Gazouiller n’est pas communiquer !
Dorénavant, on ne communique plus, « on fait le buzz ».
On n’écrit plus, on produit des contenus.
On n’exprime plus son opinion, on « like ».
On ne pense plus, on « twitte ».
Point de salut pour le communicant qui n’aura pas opéré sa « transition numérique » !

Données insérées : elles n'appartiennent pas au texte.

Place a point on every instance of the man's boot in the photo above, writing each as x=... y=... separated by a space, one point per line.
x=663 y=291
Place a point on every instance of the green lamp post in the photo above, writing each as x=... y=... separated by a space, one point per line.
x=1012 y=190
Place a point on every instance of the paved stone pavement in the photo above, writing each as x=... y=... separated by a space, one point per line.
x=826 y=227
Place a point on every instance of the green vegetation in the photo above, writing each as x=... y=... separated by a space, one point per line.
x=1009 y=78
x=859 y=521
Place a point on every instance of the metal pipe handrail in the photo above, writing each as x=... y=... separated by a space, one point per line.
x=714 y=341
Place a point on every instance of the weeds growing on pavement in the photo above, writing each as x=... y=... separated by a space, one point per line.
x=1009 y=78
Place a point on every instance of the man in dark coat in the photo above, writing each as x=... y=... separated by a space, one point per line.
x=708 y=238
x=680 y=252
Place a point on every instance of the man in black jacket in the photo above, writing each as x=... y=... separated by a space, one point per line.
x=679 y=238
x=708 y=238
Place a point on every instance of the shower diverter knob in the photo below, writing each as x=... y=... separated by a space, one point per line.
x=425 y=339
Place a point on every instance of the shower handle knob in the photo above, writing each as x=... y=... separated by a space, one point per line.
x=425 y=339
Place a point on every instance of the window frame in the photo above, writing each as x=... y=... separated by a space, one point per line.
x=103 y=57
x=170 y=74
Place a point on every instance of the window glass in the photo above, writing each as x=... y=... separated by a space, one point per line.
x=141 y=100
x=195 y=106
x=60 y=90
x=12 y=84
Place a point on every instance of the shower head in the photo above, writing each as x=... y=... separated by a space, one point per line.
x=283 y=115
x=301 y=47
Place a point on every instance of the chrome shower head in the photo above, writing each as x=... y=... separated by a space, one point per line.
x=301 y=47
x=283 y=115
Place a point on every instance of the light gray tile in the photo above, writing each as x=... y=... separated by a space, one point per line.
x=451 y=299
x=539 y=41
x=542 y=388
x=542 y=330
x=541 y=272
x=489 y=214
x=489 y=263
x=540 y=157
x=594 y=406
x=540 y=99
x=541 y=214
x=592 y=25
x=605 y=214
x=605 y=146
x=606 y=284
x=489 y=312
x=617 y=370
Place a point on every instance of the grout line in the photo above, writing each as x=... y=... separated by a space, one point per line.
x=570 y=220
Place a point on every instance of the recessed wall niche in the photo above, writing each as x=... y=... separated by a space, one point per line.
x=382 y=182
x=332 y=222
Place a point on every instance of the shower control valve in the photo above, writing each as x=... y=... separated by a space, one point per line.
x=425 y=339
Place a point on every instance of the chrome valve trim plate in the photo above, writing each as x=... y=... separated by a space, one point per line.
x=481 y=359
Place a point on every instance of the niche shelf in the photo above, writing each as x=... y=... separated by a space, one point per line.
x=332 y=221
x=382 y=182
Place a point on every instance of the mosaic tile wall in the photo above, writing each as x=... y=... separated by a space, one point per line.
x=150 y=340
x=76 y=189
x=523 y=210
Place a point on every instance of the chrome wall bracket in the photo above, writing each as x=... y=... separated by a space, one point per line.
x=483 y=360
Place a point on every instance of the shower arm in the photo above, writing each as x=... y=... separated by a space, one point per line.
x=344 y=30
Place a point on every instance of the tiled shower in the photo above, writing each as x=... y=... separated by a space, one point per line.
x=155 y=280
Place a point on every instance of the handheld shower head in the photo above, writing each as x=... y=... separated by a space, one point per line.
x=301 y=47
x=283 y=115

Ces glissements sémantiques sont, non seulement et très certainement, l’expression d’une profonde et rapide évolution en grande partie liée à l’avènement des outils numériques connectés, mais encore, et peut-être surtout, de leurs effets sur la progression de la dictature de l’instant et de la pulsion, dont on ne mesure pas encore tout-à-fait les conséquences sur la vie privée des gens, la stratégie des entreprises ou les politiques publiques. De plus, même si je ne crois pas à la fable de la brutale mutation anthropologique qu’engendre les usages du numérique et en particulier sur nos processus cognitifs, je suis néanmoins certain que l’information en temps réel, savamment profilée par des algorithmes et associée à des moyens de diffusion « multicanal » sont non seulement des facteurs de stress et de dispersion, mais encore favorisent le « prêt à penser », le formatage des esprits et, disons-le, la flemme.
Et voilà revenu le temps du peuple des moutons de Parnurge se ruer sur ces nouveaux outils, victime de la doxa « techno-utopiste » que nous impose les géants de l’internet et autres solutionnistes de la côte ouest des Etats-Unis. « Il faut y être ! ». Comme si la faculté d’être devait désormais se résoudre au présentéisme et à l’activisme sur les réseaux sociaux.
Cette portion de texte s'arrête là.